Defensive resentment against a fate she did not understand mounted in Sayre. She greeted her father with casual pleasantness, entirely ignoring his obvious mood. She waited until he was completely seated, then turned on the ignition, pushed in the clutch, threw the car into gear, and started the ‘Shake on its chugging journey with unusual deliberation. And she refused to give it anything approaching speed until it had sputtered its way down the entire length of Upham’s business street to the first residential corner.
“Well, Dad?” At last she had turned to her silent father. Her words were inquiry, sympathy and protest, all in one.
His answer was simple, disheartening fact. “I’ve lost my position.”
Sayre did not dare to reply until she had control of her impulsiveness. “Why?” she managed at last.
“He says because he can’t afford to keep so much help any longer. That he’s got to manage with a clerk or two less.”
“Is that the truth?”
“True enough, I guess, considering the situation.

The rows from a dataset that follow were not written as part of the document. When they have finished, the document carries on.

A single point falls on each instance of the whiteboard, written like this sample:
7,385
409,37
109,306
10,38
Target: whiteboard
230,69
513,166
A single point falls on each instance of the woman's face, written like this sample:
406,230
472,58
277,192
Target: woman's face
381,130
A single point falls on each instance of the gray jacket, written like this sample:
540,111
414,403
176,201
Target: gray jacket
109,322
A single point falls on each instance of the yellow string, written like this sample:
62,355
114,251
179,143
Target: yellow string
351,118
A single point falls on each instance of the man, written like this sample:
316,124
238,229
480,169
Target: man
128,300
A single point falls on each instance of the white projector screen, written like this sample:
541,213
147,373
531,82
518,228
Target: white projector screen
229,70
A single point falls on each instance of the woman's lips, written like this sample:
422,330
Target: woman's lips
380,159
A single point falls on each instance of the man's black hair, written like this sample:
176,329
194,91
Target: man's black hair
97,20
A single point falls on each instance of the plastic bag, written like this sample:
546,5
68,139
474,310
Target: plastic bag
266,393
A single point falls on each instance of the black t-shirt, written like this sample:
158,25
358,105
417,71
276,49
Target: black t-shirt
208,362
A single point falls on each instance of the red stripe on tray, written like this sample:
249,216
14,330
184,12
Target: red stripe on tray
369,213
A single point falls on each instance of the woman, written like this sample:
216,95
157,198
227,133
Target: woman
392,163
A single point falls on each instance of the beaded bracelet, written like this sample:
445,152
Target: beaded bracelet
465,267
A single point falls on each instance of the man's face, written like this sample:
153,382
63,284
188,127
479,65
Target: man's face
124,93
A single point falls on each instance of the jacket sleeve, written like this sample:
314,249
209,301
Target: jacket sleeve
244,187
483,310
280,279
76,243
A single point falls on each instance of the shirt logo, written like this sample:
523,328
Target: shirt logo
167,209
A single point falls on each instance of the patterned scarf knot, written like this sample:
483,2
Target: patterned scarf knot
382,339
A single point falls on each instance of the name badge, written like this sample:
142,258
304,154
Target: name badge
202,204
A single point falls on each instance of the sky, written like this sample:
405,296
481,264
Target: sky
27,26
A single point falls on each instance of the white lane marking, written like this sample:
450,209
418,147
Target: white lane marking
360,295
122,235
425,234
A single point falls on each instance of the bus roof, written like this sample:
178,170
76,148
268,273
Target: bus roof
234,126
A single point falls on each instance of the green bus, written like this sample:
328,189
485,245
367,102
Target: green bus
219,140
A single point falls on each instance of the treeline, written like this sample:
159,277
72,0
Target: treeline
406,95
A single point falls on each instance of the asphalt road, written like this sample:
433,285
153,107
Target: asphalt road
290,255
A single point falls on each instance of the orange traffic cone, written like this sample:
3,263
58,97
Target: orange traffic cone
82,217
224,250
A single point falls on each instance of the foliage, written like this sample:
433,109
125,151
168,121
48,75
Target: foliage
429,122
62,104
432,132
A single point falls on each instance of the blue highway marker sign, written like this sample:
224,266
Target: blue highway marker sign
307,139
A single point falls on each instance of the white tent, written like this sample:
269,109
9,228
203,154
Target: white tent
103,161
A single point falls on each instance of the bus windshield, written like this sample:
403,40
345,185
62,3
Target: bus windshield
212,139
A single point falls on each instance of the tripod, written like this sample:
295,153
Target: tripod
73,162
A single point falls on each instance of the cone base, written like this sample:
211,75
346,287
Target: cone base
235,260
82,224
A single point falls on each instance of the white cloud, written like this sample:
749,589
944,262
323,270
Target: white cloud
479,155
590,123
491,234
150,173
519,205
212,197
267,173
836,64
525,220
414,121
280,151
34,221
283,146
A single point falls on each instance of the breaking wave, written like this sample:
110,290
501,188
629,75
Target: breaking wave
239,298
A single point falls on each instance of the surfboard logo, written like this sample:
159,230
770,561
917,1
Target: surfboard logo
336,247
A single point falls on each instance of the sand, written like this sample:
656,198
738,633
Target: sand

But turning off Charley’s dad was easy, even rather pleasant. I’ve always been afraid that the trouble between those two boys would affect my position. And now I can’t blame Mr. Hoskins. I certainly can’t blame him.”
Her father’s acquiescent dejection suddenly angered Sayre. She threw overboard all attempt to control her impulsiveness. “Well, I certainly can. I call it downright petty spitefulness. After you’ve done more than twice the work he’s paid you for all these months. And held him trade that he would certainly have lost after the water users’ meeting, if you hadn’t been his clerk. I hope he loses it good and plenty from now on.”
Her father shook his head. “I would never have thought it of Charley. It’s that that’s taken the heart out of me more than anything else.”
“Thought what of Charley?” was on the tip of Sayre’s tongue. Instead of saying it, she pressed out a raucous honk and brought the ‘Shake to an abrupt stop. For there on the corner, walking along with a brisk, set determination, was Charley, whom they had expected to meet in front of the house where Mr. Kitchell boarded.
“Mr. Hoskins still at the store?” the boy demanded at once of his father.
“Yes, he’s alone there. Going over the ledger before he locks up.”
“Take me there, Sayre. Fast as you can.”
Sayre obeyed, as grimly quiet now as her brother was. She knew this Charley. She had seen him twice before; first, at the fight; and then again, two weeks ago today, when the last of the baling was going on.